Footing weights and retaining wall dead loads must also be multiplied
by 0.6 when using this combination, it's not just for concrete
columns. This combination applies to uplift and overturning. Dividing
1/0.6=1.67 so the traditional 1.5 safety factor is more than accounted
for already.


On Tue, Nov 4, 2008 at 11:35 AM, Joseph Eribarne <jeribarnese(--nospam--at)> wrote:
> Sirs:
> We have some confusion on the  application of ASCE7 ASD load combination 7,
> .6D+W+H.
> ASCE 7 Section 2.1 indicates that the load combinations shall be used for "a
> particular construction material throughout the structure."  I understand
> that the .6D allows for the sometimes overestimating of the dead load and
> that concrete columns, for example, should be proportioned for this load
> case as the reduced dead load sometimes leads to the governing condition.

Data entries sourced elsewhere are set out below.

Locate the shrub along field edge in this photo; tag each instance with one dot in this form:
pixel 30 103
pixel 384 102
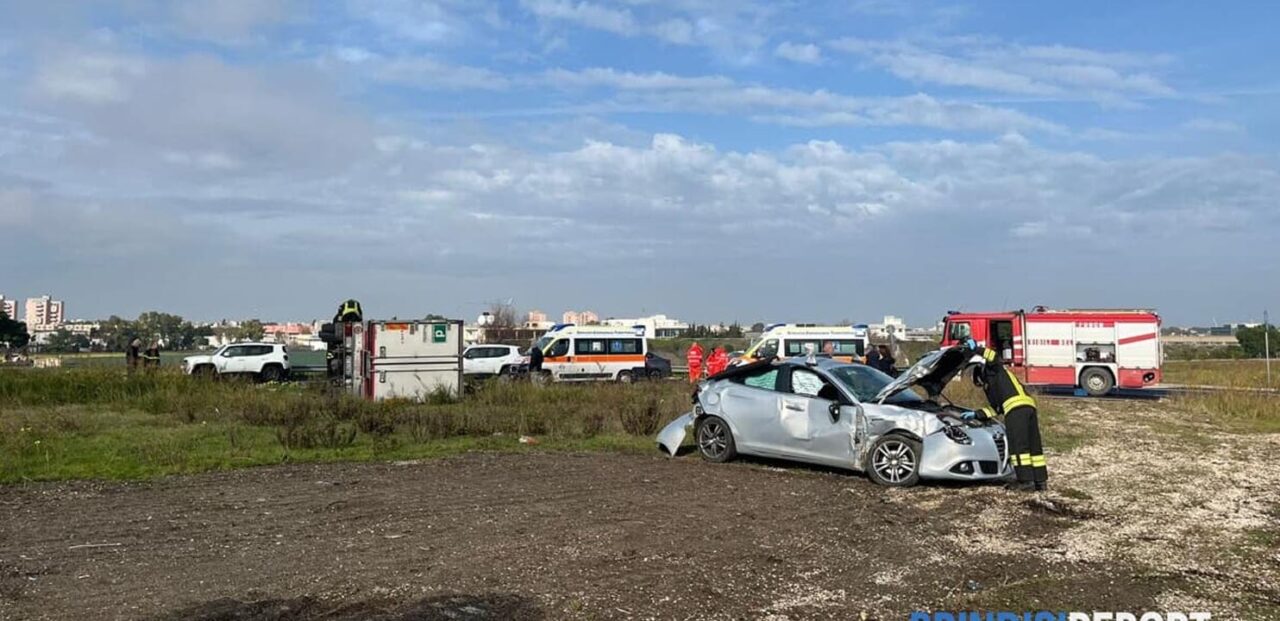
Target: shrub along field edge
pixel 99 423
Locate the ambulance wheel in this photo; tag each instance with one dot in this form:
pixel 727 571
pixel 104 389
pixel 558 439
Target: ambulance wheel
pixel 1096 382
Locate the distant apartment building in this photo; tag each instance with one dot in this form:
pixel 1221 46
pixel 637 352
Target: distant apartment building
pixel 654 325
pixel 44 314
pixel 287 333
pixel 891 323
pixel 538 322
pixel 584 318
pixel 9 307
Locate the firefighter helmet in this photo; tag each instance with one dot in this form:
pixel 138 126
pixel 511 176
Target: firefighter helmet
pixel 351 311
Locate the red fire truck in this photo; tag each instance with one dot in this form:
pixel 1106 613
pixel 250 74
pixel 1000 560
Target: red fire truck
pixel 1095 350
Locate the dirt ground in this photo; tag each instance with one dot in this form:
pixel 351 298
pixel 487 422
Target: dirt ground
pixel 1176 519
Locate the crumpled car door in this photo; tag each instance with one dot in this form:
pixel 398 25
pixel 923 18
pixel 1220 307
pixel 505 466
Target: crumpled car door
pixel 754 414
pixel 831 442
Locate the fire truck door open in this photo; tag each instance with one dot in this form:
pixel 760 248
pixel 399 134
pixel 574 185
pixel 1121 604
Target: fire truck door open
pixel 1001 338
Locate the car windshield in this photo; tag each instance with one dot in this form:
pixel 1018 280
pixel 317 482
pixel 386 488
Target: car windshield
pixel 865 383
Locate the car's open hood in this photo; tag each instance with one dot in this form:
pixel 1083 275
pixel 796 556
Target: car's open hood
pixel 931 373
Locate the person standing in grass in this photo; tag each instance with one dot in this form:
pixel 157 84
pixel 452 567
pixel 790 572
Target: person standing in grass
pixel 695 362
pixel 886 360
pixel 151 357
pixel 535 362
pixel 717 361
pixel 133 354
pixel 872 357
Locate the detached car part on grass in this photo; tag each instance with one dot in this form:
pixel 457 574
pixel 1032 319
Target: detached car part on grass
pixel 845 415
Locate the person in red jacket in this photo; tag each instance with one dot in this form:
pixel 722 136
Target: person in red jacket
pixel 695 362
pixel 717 361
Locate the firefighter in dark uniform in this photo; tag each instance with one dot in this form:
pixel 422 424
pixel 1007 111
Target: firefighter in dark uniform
pixel 1006 396
pixel 348 311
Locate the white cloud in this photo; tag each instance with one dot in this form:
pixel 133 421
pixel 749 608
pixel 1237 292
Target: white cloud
pixel 1212 126
pixel 728 30
pixel 721 95
pixel 1038 71
pixel 88 77
pixel 799 53
pixel 631 81
pixel 589 14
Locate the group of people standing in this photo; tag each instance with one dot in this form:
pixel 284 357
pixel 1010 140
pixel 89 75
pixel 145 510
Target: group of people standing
pixel 136 356
pixel 714 364
pixel 877 357
pixel 882 359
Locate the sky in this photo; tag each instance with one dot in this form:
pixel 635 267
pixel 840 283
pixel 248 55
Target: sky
pixel 716 161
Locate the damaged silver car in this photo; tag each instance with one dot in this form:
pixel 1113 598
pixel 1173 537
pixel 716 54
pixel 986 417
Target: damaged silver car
pixel 846 415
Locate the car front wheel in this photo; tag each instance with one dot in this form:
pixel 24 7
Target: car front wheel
pixel 895 461
pixel 714 439
pixel 273 373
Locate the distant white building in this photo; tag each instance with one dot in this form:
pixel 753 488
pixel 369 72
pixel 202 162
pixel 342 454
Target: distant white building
pixel 656 325
pixel 882 329
pixel 584 318
pixel 538 320
pixel 44 314
pixel 9 307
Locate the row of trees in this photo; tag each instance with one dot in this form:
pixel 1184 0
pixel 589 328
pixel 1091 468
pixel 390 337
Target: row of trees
pixel 1253 341
pixel 174 332
pixel 13 334
pixel 703 330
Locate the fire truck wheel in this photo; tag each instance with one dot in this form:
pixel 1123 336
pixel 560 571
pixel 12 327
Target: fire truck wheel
pixel 1096 382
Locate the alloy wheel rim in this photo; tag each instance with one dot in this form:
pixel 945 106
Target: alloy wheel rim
pixel 712 439
pixel 894 461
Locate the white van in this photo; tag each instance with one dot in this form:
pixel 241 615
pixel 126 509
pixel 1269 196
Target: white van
pixel 593 352
pixel 846 343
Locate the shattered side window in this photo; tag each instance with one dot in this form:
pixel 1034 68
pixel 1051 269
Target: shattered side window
pixel 767 380
pixel 805 383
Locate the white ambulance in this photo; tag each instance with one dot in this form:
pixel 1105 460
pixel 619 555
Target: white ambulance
pixel 841 342
pixel 593 352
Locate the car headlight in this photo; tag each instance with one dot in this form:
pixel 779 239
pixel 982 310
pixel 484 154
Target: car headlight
pixel 956 434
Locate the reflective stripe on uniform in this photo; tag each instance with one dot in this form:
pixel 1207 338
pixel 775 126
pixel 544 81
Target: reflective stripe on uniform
pixel 1020 400
pixel 1011 402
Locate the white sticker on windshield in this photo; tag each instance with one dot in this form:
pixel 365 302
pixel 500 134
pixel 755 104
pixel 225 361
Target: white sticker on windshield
pixel 805 383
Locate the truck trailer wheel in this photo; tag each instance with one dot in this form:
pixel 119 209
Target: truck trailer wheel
pixel 1096 382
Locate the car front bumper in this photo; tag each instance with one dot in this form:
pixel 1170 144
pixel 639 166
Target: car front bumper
pixel 984 459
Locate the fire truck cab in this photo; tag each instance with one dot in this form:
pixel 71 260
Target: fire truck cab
pixel 1095 350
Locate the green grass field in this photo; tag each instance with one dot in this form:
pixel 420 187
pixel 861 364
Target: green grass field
pixel 298 357
pixel 1230 373
pixel 100 423
pixel 96 421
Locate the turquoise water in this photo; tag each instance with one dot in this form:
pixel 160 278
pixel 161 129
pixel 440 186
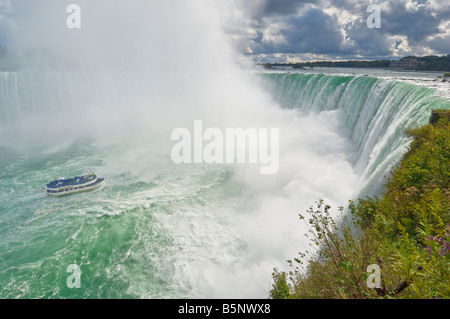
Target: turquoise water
pixel 160 230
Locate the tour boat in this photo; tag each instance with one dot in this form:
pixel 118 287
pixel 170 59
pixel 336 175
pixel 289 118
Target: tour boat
pixel 78 184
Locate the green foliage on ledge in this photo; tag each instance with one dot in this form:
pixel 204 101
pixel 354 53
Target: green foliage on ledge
pixel 406 232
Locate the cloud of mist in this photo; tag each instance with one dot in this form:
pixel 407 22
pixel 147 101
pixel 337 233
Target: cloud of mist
pixel 140 67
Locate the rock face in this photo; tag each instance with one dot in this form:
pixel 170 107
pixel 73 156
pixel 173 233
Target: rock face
pixel 436 115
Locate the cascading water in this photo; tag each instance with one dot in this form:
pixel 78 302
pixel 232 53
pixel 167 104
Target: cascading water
pixel 159 230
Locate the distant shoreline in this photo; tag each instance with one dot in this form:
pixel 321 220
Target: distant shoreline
pixel 410 63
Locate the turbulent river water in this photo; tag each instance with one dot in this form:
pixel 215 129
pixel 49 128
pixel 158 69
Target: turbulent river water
pixel 163 230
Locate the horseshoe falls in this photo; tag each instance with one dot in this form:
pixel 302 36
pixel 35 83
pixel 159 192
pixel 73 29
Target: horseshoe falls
pixel 93 102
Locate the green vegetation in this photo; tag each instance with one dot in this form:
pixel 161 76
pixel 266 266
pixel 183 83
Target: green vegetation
pixel 344 64
pixel 434 63
pixel 406 232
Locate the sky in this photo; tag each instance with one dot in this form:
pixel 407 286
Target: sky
pixel 305 30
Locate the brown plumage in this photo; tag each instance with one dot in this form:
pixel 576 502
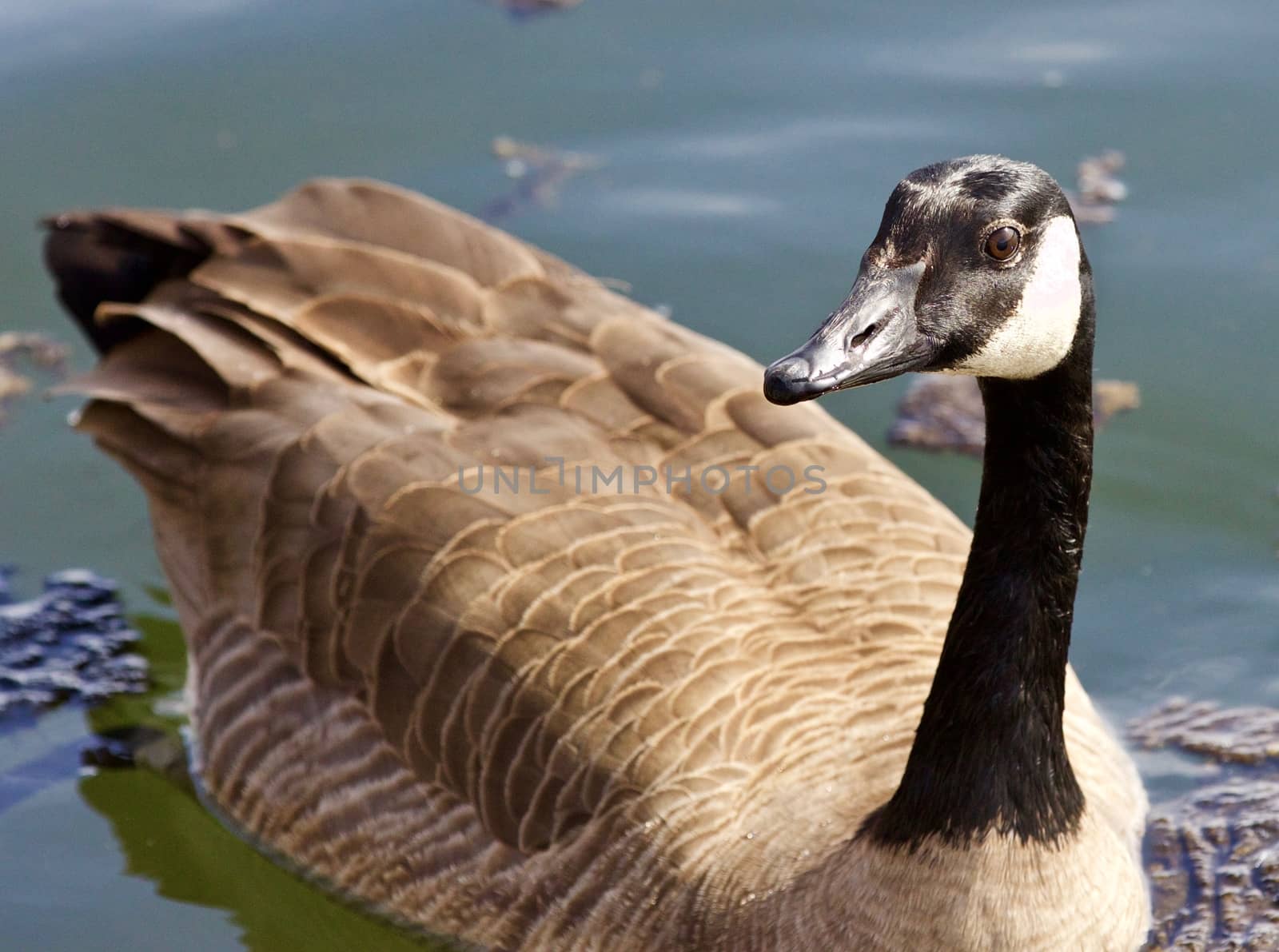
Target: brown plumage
pixel 554 719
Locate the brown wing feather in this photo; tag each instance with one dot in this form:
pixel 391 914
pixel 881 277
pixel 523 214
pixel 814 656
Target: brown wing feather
pixel 309 404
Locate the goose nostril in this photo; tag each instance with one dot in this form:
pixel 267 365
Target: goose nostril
pixel 859 340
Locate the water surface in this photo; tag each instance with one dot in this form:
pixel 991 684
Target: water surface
pixel 748 149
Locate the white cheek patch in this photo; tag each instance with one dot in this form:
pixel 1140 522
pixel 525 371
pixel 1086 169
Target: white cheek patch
pixel 1039 333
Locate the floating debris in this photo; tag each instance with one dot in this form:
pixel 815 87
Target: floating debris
pixel 946 412
pixel 1213 856
pixel 539 173
pixel 70 643
pixel 40 351
pixel 1098 189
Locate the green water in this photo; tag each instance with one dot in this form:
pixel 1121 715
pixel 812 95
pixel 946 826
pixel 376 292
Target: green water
pixel 748 150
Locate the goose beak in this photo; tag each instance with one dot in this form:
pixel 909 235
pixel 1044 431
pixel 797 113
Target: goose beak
pixel 871 337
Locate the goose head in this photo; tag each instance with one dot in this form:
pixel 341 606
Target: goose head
pixel 976 269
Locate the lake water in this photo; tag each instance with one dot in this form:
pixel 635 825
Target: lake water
pixel 747 149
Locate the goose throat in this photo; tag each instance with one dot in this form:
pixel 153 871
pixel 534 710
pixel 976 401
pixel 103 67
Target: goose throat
pixel 990 751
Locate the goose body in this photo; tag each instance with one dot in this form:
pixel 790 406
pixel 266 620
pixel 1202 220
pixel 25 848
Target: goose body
pixel 537 711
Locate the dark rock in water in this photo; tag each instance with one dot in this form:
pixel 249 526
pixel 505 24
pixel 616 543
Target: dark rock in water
pixel 70 643
pixel 1232 735
pixel 531 8
pixel 539 173
pixel 1213 856
pixel 946 412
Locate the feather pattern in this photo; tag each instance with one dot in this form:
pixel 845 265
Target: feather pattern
pixel 528 717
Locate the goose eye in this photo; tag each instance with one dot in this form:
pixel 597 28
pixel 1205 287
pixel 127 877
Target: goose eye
pixel 1003 242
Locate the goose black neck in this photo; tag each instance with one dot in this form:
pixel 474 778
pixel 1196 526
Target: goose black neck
pixel 990 751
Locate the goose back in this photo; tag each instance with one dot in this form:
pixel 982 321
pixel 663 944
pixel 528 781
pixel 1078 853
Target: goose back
pixel 536 711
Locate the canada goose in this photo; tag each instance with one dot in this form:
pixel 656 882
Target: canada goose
pixel 651 715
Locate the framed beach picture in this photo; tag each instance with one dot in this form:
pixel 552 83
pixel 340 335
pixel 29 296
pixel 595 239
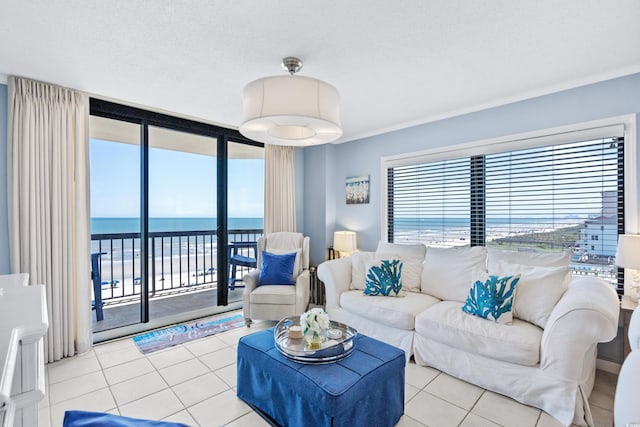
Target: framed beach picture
pixel 357 189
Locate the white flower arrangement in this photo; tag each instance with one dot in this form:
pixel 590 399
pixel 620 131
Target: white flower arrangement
pixel 315 320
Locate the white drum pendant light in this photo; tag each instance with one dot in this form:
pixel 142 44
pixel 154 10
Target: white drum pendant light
pixel 291 110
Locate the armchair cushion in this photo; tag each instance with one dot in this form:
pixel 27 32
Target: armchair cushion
pixel 277 269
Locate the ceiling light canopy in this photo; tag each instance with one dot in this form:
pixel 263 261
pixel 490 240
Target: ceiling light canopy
pixel 291 110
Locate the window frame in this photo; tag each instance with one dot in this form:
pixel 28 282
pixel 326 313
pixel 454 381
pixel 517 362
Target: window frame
pixel 580 131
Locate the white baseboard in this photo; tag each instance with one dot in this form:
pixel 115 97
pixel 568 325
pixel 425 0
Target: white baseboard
pixel 605 365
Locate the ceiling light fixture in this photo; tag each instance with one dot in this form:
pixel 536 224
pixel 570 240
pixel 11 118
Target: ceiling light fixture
pixel 291 110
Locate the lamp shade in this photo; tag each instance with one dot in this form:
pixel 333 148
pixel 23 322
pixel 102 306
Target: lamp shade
pixel 291 110
pixel 344 241
pixel 628 253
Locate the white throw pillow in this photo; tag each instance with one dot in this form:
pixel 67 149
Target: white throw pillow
pixel 413 251
pixel 297 266
pixel 411 270
pixel 359 268
pixel 448 273
pixel 539 290
pixel 541 259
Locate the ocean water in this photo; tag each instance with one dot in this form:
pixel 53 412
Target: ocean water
pixel 132 225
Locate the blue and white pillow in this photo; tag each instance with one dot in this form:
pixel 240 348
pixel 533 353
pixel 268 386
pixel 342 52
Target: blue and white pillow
pixel 384 277
pixel 493 298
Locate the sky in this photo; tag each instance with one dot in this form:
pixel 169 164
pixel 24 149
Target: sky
pixel 180 184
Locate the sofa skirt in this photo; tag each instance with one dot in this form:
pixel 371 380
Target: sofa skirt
pixel 565 400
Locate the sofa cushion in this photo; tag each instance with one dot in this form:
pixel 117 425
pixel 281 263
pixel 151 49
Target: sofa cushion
pixel 541 259
pixel 539 290
pixel 384 277
pixel 491 297
pixel 446 323
pixel 402 250
pixel 398 313
pixel 359 262
pixel 448 273
pixel 273 294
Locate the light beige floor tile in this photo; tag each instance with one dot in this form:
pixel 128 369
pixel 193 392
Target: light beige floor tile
pixel 171 356
pixel 198 389
pixel 406 421
pixel 504 411
pixel 547 420
pixel 229 375
pixel 434 412
pixel 232 337
pixel 219 410
pixel 99 401
pixel 601 399
pixel 419 376
pixel 205 345
pixel 156 406
pixel 138 387
pixel 252 419
pixel 455 391
pixel 183 371
pixel 602 417
pixel 74 387
pixel 126 371
pixel 118 357
pixel 409 392
pixel 183 417
pixel 115 345
pixel 220 358
pixel 72 367
pixel 473 420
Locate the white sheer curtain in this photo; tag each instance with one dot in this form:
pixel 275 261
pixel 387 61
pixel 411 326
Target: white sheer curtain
pixel 48 172
pixel 279 189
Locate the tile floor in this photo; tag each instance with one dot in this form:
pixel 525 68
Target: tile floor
pixel 195 384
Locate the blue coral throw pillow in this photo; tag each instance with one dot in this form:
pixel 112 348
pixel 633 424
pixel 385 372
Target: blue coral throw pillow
pixel 493 298
pixel 384 277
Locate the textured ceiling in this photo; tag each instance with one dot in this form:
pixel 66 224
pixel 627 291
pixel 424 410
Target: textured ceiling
pixel 395 63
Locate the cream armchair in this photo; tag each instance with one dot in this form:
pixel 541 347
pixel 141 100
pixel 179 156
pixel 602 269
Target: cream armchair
pixel 273 302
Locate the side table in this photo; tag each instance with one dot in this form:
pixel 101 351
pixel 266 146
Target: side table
pixel 627 305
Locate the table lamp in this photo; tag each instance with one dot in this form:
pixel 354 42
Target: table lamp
pixel 628 256
pixel 344 242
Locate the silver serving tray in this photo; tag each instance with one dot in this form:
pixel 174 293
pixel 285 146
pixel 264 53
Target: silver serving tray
pixel 330 351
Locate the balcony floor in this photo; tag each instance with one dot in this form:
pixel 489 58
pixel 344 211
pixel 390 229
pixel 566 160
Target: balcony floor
pixel 167 307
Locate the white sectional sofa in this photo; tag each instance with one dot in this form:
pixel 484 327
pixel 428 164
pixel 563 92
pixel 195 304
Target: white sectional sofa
pixel 545 357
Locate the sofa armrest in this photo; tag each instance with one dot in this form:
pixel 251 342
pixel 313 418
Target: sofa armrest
pixel 303 283
pixel 336 276
pixel 586 314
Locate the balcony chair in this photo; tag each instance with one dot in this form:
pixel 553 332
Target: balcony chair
pixel 238 258
pixel 275 301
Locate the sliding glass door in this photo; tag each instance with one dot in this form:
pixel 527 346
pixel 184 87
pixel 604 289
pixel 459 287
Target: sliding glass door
pixel 175 203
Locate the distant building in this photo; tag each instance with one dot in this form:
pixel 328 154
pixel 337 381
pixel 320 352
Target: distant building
pixel 599 235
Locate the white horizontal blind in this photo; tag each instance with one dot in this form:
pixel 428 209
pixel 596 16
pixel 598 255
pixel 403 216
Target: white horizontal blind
pixel 563 197
pixel 429 202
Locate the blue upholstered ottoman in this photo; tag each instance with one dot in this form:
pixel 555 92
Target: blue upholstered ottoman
pixel 364 389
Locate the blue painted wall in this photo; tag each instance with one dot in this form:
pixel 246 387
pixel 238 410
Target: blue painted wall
pixel 592 102
pixel 4 225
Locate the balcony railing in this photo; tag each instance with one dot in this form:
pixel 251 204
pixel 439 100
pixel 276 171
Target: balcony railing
pixel 180 261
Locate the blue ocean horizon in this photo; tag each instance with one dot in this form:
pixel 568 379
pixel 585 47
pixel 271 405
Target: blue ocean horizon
pixel 105 225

> Are these load combinations for the design of the materials only or are they
> also to be used for the overall stability of the structure itself.
> Two quick examples:
> 1)      We do many light framed steel structures and also foundation design
> for prefabricated metal buildings.  If, for example, the resulting .6D+W
> load combination results in a 6000# uplift, how much concrete footing weight
> (along with slab and soil overburden) must be placed.  Is it 6000# or must
> it be 10000#.  The latter will result in inordinately large footing on a
> very small building using a factor of .6D on a material weight that is known
> quite accurately with very little chance of over estimating its weight.
> Anchor bolts and any attachments of course, should be designed for the full
> .6D+W load.
> 2)      Retaining walls:  Must the retaining wall stability also be designed
> for this case.  Should there be a case where the unit weight of the wall,
> footing and soil is reduced 40% by using a .60 factor to resist
> overturning.  This would even be more magnified where the retaining wall
> extends above grade and receives wind load (or is all of this ignored and
> the traditional FS of 1.5 is used for sliding and overturning?  Or is it
> cumulative?)  Or even just a free standing 8' high block wall fence
> receiving wind load.  Should overturning be checked by reducing the unit
> weights of the wall?  When using a program such as Retain Pro, one should
> redefine the unit weight of the materials to .6 of their actual values?
> Again, I am asking about the overall stability of the structure, not the
> design of a particular element.
> Thanks for reading this and for your thoughts in advance.